Jerry Lee Lewis
Gift Guide
Reviewed by Margaret Moser, Fri., Dec. 8, 2006

Jerry Lee Lewis
A Half Century of Hits (Time Life)
He's the only living name from Sun Records' Million Dollar Quartet (Lewis, Elvis Presley, Carl Perkins, Johnny Cash) and he's going nowhere without a fight. At 71, Jerry Lee Lewis punched through the lines of contemporary music this year with the appropriately named Last Man Standing. Inside, there's a postcard for A Half Century of Hits, a 3-CD, 65-song anthology that pays the Killer his ivory due with mostly hits and a few misses. While the first disc crackles with Lewis' blazing youth and reckless style ("Whole Lot of Shakin' Going On," "Great Balls of Fire," "High School Confidential"), disc two is uneven, balancing the schlocky ("Green, Green Grass of Home," "Meat Man") with the sainted ("What's Made Milwaukee Famous," "No Headstone on My Grave").
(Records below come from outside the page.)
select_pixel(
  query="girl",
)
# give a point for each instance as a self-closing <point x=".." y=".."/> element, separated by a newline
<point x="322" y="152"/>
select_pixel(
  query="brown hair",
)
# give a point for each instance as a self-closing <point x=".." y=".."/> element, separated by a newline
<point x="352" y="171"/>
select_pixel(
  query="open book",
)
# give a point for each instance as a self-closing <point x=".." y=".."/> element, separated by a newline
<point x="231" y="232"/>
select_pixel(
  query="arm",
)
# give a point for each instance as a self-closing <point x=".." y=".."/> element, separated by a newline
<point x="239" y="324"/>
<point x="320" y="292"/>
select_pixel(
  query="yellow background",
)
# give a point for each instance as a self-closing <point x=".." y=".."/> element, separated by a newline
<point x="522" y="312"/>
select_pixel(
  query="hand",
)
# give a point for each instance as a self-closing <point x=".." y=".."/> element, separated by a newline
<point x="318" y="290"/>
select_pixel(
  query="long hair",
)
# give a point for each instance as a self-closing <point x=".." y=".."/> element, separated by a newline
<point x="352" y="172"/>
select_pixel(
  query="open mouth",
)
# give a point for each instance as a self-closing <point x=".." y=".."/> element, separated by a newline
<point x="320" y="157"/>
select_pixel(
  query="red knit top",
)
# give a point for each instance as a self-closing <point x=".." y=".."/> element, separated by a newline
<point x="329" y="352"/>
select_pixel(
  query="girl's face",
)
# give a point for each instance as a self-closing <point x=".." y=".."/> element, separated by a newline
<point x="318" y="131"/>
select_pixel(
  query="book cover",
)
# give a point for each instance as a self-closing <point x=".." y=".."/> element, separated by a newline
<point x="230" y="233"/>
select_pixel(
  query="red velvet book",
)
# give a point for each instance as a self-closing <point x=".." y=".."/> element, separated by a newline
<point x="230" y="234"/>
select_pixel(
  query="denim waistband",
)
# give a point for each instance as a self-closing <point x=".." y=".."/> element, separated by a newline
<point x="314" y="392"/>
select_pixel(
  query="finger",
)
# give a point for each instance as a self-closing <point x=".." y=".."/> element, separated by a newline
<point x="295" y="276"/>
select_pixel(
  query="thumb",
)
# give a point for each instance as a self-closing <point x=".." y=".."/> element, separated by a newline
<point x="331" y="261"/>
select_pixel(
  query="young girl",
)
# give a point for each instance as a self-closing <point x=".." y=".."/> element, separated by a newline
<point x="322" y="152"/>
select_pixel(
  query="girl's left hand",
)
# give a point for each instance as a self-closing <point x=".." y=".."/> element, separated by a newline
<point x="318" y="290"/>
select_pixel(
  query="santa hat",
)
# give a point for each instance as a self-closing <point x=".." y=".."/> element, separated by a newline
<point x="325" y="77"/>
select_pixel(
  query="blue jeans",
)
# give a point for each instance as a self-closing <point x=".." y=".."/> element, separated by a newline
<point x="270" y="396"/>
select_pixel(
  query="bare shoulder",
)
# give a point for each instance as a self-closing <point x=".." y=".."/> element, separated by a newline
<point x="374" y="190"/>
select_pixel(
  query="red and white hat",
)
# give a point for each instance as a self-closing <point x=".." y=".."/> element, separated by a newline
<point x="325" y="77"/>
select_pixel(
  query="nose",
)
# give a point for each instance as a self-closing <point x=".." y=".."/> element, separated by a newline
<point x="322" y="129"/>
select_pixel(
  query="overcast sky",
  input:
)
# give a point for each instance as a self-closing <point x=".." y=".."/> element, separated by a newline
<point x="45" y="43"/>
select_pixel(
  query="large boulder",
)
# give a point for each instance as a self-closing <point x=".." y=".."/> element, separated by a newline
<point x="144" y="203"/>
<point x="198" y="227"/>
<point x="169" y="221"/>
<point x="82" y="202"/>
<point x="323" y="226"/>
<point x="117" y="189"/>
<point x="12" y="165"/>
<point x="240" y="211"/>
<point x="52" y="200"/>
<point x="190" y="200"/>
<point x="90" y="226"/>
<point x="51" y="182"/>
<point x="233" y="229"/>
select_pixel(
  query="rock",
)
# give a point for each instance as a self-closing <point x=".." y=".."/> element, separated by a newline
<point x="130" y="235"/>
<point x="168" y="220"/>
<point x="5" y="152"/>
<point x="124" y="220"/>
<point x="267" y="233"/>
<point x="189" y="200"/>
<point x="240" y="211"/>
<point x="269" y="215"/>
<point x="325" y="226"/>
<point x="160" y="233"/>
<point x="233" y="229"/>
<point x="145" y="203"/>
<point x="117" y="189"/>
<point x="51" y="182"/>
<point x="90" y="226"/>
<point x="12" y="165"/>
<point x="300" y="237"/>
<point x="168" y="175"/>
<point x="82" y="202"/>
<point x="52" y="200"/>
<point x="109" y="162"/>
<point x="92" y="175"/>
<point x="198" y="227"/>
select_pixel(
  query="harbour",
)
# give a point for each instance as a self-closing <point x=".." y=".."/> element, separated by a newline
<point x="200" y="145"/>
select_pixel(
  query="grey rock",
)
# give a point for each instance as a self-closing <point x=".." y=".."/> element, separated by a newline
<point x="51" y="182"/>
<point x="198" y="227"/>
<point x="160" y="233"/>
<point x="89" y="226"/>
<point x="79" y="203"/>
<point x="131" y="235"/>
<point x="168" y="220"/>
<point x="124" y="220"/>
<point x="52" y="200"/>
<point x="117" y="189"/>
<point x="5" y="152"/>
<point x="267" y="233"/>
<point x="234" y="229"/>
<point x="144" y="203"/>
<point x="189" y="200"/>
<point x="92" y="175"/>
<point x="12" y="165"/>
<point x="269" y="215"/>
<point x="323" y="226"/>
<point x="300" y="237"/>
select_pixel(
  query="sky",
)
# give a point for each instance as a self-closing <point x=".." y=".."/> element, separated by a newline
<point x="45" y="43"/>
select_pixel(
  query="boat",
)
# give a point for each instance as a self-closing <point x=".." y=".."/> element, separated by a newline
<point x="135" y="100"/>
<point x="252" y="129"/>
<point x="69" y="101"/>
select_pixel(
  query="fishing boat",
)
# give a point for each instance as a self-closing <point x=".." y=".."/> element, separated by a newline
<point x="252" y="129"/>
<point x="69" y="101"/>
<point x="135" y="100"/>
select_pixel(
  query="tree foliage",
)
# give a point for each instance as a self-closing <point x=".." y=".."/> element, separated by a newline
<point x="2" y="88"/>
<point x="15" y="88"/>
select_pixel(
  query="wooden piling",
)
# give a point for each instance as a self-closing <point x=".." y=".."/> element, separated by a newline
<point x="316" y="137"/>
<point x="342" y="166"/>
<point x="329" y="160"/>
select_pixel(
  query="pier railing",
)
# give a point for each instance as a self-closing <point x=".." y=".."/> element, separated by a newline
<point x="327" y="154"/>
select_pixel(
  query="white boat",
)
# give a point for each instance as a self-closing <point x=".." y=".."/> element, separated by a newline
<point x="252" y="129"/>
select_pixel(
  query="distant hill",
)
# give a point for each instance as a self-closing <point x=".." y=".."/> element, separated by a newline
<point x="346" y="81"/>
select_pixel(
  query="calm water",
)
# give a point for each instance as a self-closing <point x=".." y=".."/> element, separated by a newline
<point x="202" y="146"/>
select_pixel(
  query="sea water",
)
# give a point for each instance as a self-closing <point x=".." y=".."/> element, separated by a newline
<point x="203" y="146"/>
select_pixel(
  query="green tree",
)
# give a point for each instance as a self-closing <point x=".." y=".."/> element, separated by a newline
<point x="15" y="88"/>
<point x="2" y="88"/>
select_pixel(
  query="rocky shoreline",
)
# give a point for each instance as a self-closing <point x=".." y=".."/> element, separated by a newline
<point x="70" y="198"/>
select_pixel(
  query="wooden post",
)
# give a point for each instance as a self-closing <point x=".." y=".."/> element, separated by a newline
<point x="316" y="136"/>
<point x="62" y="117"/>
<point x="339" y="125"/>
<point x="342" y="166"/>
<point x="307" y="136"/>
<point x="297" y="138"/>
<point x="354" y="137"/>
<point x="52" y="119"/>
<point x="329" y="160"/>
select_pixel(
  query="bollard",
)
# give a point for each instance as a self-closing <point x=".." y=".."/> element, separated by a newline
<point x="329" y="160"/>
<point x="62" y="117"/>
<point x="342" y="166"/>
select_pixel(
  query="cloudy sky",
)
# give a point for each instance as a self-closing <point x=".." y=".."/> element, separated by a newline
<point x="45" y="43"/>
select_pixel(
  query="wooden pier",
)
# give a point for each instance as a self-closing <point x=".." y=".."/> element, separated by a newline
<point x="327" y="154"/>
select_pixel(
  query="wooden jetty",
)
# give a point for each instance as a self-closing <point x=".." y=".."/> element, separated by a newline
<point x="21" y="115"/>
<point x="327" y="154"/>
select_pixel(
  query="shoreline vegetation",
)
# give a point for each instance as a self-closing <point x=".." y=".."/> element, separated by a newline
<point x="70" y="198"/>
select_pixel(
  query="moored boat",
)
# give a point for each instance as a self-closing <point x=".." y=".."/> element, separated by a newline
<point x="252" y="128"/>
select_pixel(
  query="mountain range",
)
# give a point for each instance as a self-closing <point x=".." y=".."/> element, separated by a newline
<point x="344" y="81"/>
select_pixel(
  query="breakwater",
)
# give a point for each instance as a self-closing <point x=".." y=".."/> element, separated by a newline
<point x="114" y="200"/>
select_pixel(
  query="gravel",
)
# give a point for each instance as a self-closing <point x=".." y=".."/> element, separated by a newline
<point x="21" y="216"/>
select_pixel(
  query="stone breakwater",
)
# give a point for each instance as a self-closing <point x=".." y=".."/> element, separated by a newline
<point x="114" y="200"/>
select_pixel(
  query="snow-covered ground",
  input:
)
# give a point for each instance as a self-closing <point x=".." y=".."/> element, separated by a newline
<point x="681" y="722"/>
Yet even minor Jerry Lee Lewis is a lesson in interpretation since he's always been the performer and seldom the composer. Disc three offers the much vaunted "Don't Stay Away ('Til Love Grows Cold)" and "New Orleans Boogie," Lewis' first recordings, making Half Century a completist's must-have. The big mistake was not opening the set with the track of a religious quarrel between Lewis, all hellfire and brimstone, and Sun owner Sam Phillips. It's all the Jerry Lee Lewis you need to know.